We love fresh fried squash. Just slice, dip in batter or cornmeal or flour and fry until golden brown. I have tried freezing it in slices, and it just doesn't come out the same. Would it be better to vacuum seal it? How do you all keep your squash if you like it fried? I hate to loose what is making now because I don't know how to preserve it. How about dehydrating it? Anyone do that and how does it work? Thanks, Marilyn


----------



## Pam in KY (Jul 26, 2011)

I have dehydrated zucchini and vacuum sealed it, but haven't re-hydrated it yet. It dehydrates very well though after steam blanching. Wish I could help more but just haven't gotten that far yet.


----------



## fernando (Jan 11, 2005)

I put squash in the freezer in vacuum bags. But because the squash contains a lot of moisture, after I put it in the bags but before I seal them, I put them in the freezer for a few hours. This freezes most of the liquid and it will seal much better


----------



## Patches (Aug 9, 2006)

Thanks all. I am trying to figure out how they fix that breaded okra and squash that you can buy in the frozen food section that you just bring home and drop in the deep fryer to fix. Is anyone breading it before you freeze it?


----------



## jamala (May 4, 2007)

This is the only way my family will eat squash is fried after dusted with corn meal. I have tried freezing, dehydrating and canning. No method gives me the finished product for frying crispy round slices. UNTIL this year.... A friend taught me this and it works. Slice squash into rounds. Fill a ziplock bag with sliced squash, seal, mircowave 1 1/2 to 2 min. depending on how full the bag is. Open bag to remove air, squish down to get all the air out then seal and freeze. We fried some the other night that we put up the first of this squash season and my dad asked where I got the fresh squash to fry.


----------



## Terri in WV (May 10, 2002)

I slice mine into rounds and place them in a box or pan(depends on how much) in layers with waxed/parchment or freezer paper between them. After they're frozen I put them into a bag.

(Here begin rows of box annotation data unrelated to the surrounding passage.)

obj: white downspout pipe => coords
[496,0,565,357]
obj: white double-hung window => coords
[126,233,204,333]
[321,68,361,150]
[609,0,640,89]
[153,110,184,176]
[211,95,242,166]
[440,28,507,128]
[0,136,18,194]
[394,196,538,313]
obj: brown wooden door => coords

I can then pull out what I want to fix, but I don't thaw, I deep fry from frozen.


----------



## Patches (Aug 9, 2006)

jamala, I'm gonna try this. Do you dust with cornmeal before microwaving and sealing or when you get ready to fry them? Did you thaw them before frying or fry frozen? Thanks,


----------



## jamala (May 4, 2007)

No, we don't put anything on them before freezing, just when you get ready to fry. When you are ready to fry just take them out and let them thaw for a few min. so the corn meal will stick, but not completely thawed. Then I just drop them in the hot oil until crispy. Start with a min. in the microwave and if the bag is puffed up they are ready. If not puffed at 15 seconds at a time. It will depend on how many you put in the bag to how long it takes.


----------



## Pam in KY (Jul 26, 2011)

If you're looking to duplicate the store bought, pre-breaded, frozen squash you would just blanch the squash, coat it in your preferred batter/crumb mixture, then freeze it on a cookie sheet. After an hour or two, vacuum seal it and pop it back in the freezer. I imagine you would want to make sure there is space between each battered slice on the cookie sheet before you freeze them.


----------